Kant considera a Dios un supuesto imprescindible de la moralidad o, dicho más abstractamente, un postulado básico para  el uso de la razón ético-práctica. Dios es así un fin de fines, un principio de esperanza en que convergen, en el infinito, justicia y felicidad, el reino de la naturaleza y el de la gracia, la virtud y la alegría que cada excelencia merece. También es posible, desde luego, pensar a Dios como un Demiurgo cruel (Sade) imitando su poder para hacer el mal. Por tanto no sólo la idea de Dios es formalmente relevante moralmente, sino que también cuenta el modo en que pensamos su contenido y sus notas o atributos (uno, bueno, bello, justo, etc.) 

Luz interior, JBL 2022.

Esto es lo que podría deducirse del análisis del Examen de Huarte, con tal de que uno renuncie a ver en la Palabra Revelada una noticia sensible y sustituya la teología del libro por la teodicea de la razón o justificación del Ideal de la razón pura en su uso moral. La pertinen­cia ética de las ideas acerca de lo divino pende ahora de la potencia trascendente de una imaginación entendida o de un entendimiento imaginante, de sus poderes anticipadores, cuyo cuidado es la atención que debe elevar el espíritu hacia las cosas mejores, cosas que son propia o relativamente: inven­cio­nes, engendros, especies, ideales suyos, ilusiones racionales o "sueños de la razón". 
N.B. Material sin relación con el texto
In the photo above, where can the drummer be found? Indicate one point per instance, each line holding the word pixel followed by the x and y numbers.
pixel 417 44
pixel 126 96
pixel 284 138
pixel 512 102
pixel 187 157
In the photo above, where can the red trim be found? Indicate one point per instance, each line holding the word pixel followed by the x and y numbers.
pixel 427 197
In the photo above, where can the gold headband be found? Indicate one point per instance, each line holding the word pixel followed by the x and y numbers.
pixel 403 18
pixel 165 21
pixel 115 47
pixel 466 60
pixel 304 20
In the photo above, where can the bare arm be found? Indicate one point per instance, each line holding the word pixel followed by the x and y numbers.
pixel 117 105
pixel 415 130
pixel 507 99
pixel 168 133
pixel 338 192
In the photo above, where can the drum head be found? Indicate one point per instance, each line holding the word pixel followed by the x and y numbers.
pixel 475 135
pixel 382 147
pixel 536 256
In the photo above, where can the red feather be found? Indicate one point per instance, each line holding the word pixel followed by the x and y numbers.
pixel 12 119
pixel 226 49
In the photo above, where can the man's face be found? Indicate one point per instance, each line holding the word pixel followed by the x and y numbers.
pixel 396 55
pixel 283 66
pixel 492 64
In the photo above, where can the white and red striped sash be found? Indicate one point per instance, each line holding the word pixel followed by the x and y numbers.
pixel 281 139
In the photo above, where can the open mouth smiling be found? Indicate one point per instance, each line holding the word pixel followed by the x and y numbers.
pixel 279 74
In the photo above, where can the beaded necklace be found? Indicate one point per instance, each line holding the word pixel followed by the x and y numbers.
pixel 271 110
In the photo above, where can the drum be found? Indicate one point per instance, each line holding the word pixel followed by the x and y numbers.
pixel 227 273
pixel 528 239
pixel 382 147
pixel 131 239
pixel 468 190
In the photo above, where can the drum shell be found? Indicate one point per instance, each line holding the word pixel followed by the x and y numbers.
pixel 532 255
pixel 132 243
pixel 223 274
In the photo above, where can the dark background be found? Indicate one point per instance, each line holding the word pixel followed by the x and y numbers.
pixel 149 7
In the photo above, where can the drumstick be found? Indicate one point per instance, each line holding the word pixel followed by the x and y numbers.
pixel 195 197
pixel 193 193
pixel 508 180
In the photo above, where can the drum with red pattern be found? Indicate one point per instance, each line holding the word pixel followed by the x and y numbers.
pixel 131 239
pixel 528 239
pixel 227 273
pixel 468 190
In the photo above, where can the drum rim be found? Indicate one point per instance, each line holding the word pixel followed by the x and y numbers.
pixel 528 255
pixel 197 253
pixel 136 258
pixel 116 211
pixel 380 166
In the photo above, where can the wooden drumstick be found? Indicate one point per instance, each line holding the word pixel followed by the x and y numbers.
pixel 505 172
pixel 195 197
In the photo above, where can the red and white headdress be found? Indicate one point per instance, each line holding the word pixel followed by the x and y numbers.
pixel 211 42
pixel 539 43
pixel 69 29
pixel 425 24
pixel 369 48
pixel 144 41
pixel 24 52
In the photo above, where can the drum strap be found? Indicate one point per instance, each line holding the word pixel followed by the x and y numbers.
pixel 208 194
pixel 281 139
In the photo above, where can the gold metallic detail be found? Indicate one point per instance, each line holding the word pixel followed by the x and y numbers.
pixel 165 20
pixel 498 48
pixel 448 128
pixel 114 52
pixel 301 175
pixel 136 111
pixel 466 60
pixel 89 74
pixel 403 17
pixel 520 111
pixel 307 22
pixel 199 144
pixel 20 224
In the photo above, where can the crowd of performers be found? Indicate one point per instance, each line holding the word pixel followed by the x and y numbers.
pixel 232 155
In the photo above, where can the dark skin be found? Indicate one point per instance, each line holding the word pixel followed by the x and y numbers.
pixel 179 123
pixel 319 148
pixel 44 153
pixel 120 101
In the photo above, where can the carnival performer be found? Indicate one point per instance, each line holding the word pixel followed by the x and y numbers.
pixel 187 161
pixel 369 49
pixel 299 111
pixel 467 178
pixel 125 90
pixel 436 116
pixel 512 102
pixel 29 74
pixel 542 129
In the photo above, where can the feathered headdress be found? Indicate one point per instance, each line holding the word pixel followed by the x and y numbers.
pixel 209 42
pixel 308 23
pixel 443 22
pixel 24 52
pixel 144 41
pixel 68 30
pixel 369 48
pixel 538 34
No cabe racionalmente desdeñar el hecho de que tales ideales operan como tónicos de la voluntad y estímulos del yo ejecutivo. Por consiguiente, la idea de lo divino o la noción de lo perfecto resulta moralmente relevante como horizonte de autorrealización y de elevación de los espíritus para la generación de acciones convenientes y correctas.